Cairan putih susu itu muncul di ujung kehidupannya. Cairan berlendir yang mengingatkan aku pada sebuah janji terucap dulu itu.
"Setelah ini, aku akan menikahimu, secepat yang aku bisa". Perkataan itu selalu terngiang di otakku.
"Apakah dia tidak berpikir untuk kenikmatan ini? Apakah dia tidak ingin membayar untuk kesuksesanku menjadikannya lelaki sejati? Lalu, apakah yang harus aku jawab?" Kemudian aku hanya diam.
Tertegun menyaksikan peluh yang bertabur di antara wajah dan seluruh tubuhnya. Dia selalu menikmati ini. Detik demi detik dirasakannya penuh cinta tanpa setetes kebencian. Aku tidak pernah mengerti.
Sudah berulang kali, ya. Aku tidak pernah mengerti dan tetap tak bisa merasakan fantasinya. Jutaan bayangan yang menghiasi langit, ribuan lampu bergemerlapan, jeritan buas dari para pelayan, dan raungan takut ataupun kenikmatan dari para pelanggan. Semua itu kudengar dalam satu tarikan nafas. Entah bagaimana cara dia melakukannya. Jelas aku tidak pernah mengerti.
Cairan itu kembali keluar. Dia seolah tidak ingin lagi berada di dalam kehampaan sang empunya. Ataukah, dia kesepian?
Nafasnya terengah, hampir terputus, dan tidak terdengar. Tubuhnya lunglai tidak lagi berdaya. Aku melihat ada raut ketakutan di sudut matanya. Namun, dia pandai menutupi keadaan. Pancaran senyum selalu dibuangnya melalui celah tipis bibir indah itu.
Tidak lama, aku mencari kehidupanku sendiri. Kehidupan yang baru beberapa hari ini kutemukan di tumpukan nyawanya. Ku sulut sebatang dan ku hisap dalam-dalam. Aku merasa tenang sejenak. Tubuhku mendapatkan apa yang ia inginkan.

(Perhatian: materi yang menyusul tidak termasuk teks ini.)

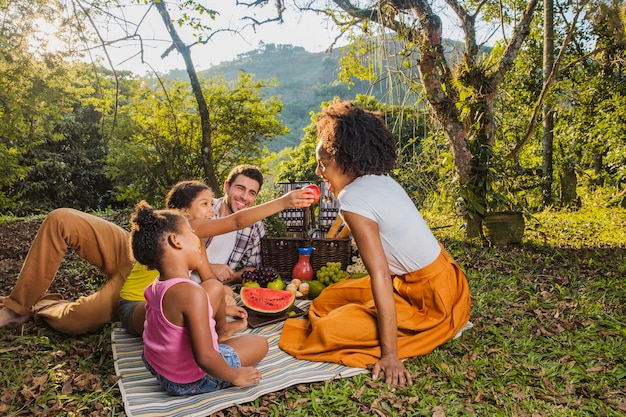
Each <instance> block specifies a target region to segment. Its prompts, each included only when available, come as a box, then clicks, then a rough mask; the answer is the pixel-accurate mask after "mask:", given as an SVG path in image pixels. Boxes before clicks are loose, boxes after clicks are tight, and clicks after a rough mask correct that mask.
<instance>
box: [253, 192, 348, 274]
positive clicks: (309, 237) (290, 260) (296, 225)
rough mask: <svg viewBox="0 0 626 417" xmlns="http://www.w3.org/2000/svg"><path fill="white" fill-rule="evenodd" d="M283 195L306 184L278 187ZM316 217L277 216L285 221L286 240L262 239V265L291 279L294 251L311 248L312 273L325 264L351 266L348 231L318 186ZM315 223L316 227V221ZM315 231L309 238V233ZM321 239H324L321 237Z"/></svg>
mask: <svg viewBox="0 0 626 417" xmlns="http://www.w3.org/2000/svg"><path fill="white" fill-rule="evenodd" d="M279 184H280V185H281V186H282V187H283V192H288V191H291V190H293V189H294V188H300V187H302V186H304V185H306V184H309V183H308V182H290V183H279ZM319 187H320V190H321V198H320V205H319V208H318V216H314V215H312V214H311V213H312V210H307V209H301V208H300V209H289V210H284V211H283V212H281V213H280V217H281V218H282V219H283V220H284V221H285V225H286V229H287V236H285V237H265V238H263V239H262V240H261V254H262V256H263V265H264V266H272V267H274V268H276V270H277V271H278V273H279V274H280V276H281V277H282V278H283V279H285V280H290V279H291V271H292V269H293V267H294V265H295V264H296V263H297V262H298V256H299V255H298V248H301V247H306V246H313V253H312V254H311V259H310V260H311V266H312V267H313V272H316V271H317V270H319V269H320V268H321V267H322V266H324V265H326V262H341V265H342V268H344V269H345V267H346V266H348V265H350V264H351V263H352V246H351V242H350V238H349V236H350V229H348V227H347V226H344V227H343V229H341V226H342V225H343V222H342V220H341V217H339V216H338V215H337V214H338V213H339V208H338V205H337V202H336V200H335V199H334V197H332V195H331V194H330V192H329V191H328V190H327V189H326V187H325V185H324V184H323V183H322V184H320V185H319ZM315 220H317V224H315V223H316V221H315ZM313 229H314V230H315V233H314V235H315V236H316V237H311V235H310V231H311V230H313ZM321 236H324V237H321Z"/></svg>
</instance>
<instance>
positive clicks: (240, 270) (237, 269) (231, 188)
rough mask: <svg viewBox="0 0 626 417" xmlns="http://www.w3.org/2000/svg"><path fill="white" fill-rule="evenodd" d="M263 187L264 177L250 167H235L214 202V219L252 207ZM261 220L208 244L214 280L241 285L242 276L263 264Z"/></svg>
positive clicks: (227, 178) (246, 165)
mask: <svg viewBox="0 0 626 417" xmlns="http://www.w3.org/2000/svg"><path fill="white" fill-rule="evenodd" d="M262 185H263V174H262V173H261V171H260V170H259V169H258V168H257V167H255V166H253V165H247V164H244V165H238V166H236V167H235V168H233V169H232V170H231V171H230V173H229V174H228V178H226V181H224V197H222V198H217V199H214V200H213V208H214V209H215V216H216V217H223V216H228V215H229V214H232V213H234V212H236V211H239V210H241V209H244V208H247V207H251V206H252V205H253V204H254V201H255V200H256V197H257V195H258V194H259V191H260V189H261V186H262ZM265 233H266V231H265V225H264V224H263V222H262V221H259V222H256V223H254V224H253V225H252V226H250V227H246V228H245V229H242V230H237V231H235V232H231V233H226V234H223V235H218V236H214V237H212V238H211V239H209V240H208V242H207V245H208V246H207V255H208V257H209V262H210V263H211V267H212V268H213V271H214V272H215V275H216V276H217V278H218V279H219V280H220V281H221V282H223V283H224V284H236V283H239V282H241V274H242V273H243V271H245V270H252V269H254V268H256V267H260V266H261V265H262V259H261V238H262V237H263V236H265Z"/></svg>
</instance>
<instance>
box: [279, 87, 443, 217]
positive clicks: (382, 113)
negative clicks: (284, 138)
mask: <svg viewBox="0 0 626 417" xmlns="http://www.w3.org/2000/svg"><path fill="white" fill-rule="evenodd" d="M354 102H355V103H356V104H357V105H362V106H364V107H366V108H368V109H370V110H375V111H380V112H381V113H382V117H383V119H384V120H385V121H386V124H387V126H389V128H390V129H391V131H392V132H393V134H394V135H395V137H396V138H397V141H398V163H397V164H396V165H397V168H396V170H394V172H393V174H394V176H395V177H396V180H397V181H398V182H399V183H400V184H401V185H402V186H403V187H404V188H405V189H406V190H407V192H408V193H409V195H410V196H411V197H412V198H413V200H414V201H415V202H416V204H418V205H420V206H421V205H422V204H423V203H424V201H425V200H426V199H427V198H428V197H429V196H432V195H433V194H434V190H436V189H437V188H438V187H437V182H438V181H439V179H440V178H439V171H438V169H437V168H436V166H437V165H436V162H433V159H437V158H438V157H439V156H438V155H437V152H438V153H440V152H441V149H440V148H439V149H438V150H437V152H436V153H435V154H423V153H422V149H423V146H424V145H423V144H424V142H425V138H426V137H427V136H428V135H431V134H432V133H433V132H432V127H431V126H430V124H429V118H428V117H426V116H425V114H424V113H423V112H421V111H420V110H414V109H411V108H408V107H399V106H396V107H393V106H384V105H383V104H381V103H379V102H378V101H377V100H376V99H375V98H374V97H372V96H363V95H357V97H356V98H355V100H354ZM326 105H328V103H322V107H325V106H326ZM316 120H317V114H316V113H311V123H310V124H309V126H307V127H306V128H305V135H304V137H303V138H302V141H301V142H300V144H299V145H298V146H296V147H295V148H294V149H293V150H292V151H291V152H290V153H289V158H288V159H284V160H282V161H280V162H279V164H278V174H277V181H310V182H317V181H319V177H318V176H317V174H316V173H315V169H316V166H317V162H316V160H315V147H316V146H317V132H316V127H315V124H316Z"/></svg>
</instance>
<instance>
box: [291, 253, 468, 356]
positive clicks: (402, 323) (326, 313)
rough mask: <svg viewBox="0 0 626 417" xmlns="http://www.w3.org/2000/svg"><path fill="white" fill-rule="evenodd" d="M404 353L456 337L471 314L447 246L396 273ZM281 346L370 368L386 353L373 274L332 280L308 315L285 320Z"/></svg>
mask: <svg viewBox="0 0 626 417" xmlns="http://www.w3.org/2000/svg"><path fill="white" fill-rule="evenodd" d="M393 286H394V289H395V291H394V297H395V303H396V311H397V321H398V354H399V357H400V359H405V358H410V357H415V356H421V355H425V354H427V353H430V352H432V351H433V350H434V349H435V348H436V347H438V346H441V345H442V344H444V343H446V342H447V341H448V340H450V339H452V338H453V337H454V336H455V335H456V334H457V333H458V332H459V330H461V329H462V328H463V327H464V326H465V325H466V324H467V322H468V320H469V317H470V294H469V287H468V284H467V279H466V277H465V274H464V273H463V271H462V270H461V268H460V267H459V266H458V265H457V263H456V262H455V261H454V259H452V257H451V256H450V254H448V252H446V250H445V249H443V247H442V250H441V254H440V255H439V257H438V258H437V259H436V260H435V261H434V262H432V263H431V264H430V265H428V266H426V267H424V268H422V269H420V270H418V271H415V272H412V273H410V274H407V275H403V276H393ZM279 347H280V348H281V349H282V350H284V351H285V352H287V353H289V354H290V355H292V356H294V357H296V358H298V359H305V360H310V361H320V362H334V363H340V364H343V365H347V366H353V367H359V368H367V366H368V365H370V364H374V363H376V362H377V361H378V360H379V359H380V356H381V353H380V341H379V337H378V324H377V315H376V307H375V305H374V299H373V296H372V286H371V282H370V278H369V277H365V278H360V279H348V280H344V281H341V282H339V283H337V284H333V285H330V286H328V287H327V288H325V289H324V291H322V293H321V294H320V296H319V297H317V298H316V299H315V300H313V302H312V303H311V307H310V309H309V312H308V320H303V319H298V318H294V319H288V320H286V321H285V324H284V327H283V331H282V334H281V337H280V342H279Z"/></svg>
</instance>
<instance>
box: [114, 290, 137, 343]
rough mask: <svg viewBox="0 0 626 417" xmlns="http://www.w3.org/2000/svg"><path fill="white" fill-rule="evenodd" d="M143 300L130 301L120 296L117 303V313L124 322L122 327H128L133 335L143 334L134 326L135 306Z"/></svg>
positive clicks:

Kekuatan.
Aku rindu pada jiwaku di depan pelukan sang Dewa. Dia selalu mengerti aku bukan seperti sang empunya ini. Dewa seolah yakin setiap kali hendak menggahiku. Dia tersenyum pantas sambil membawa sebongkah permata di hadapanku. Aku sudah pasti tersenyum. Dia selalu datang tidak terduga. Tidak pernah tertinggal pesananku, sebuah kehangatan berbalut kemesaraan.
Kali ini sama, dia memelukku dari belakang dengan kecupan di pipi kanan. Selalu kanan, seperti tidak ada tempat lain yang ingin dicobanya. Dia datang tidak dengan nafsu. Bukan pula hasrat. Tetapi kedamaian.... Maka, aku sebut dia Dewa. Sang pemilik jiwa.
Di luar, hujan belum selesai. Sang hujan masih ingin bercumbu dengan bumi. Dingin yang dirasakan penghuni bumi tidak berarti apapun bagi kemesraan mereka. Dia datang hanya beberapa hari sekali di luar musim hujan. Namun kini, dia datang hampir setiap hari. Dia gagah sekali mencumbu sang bumi.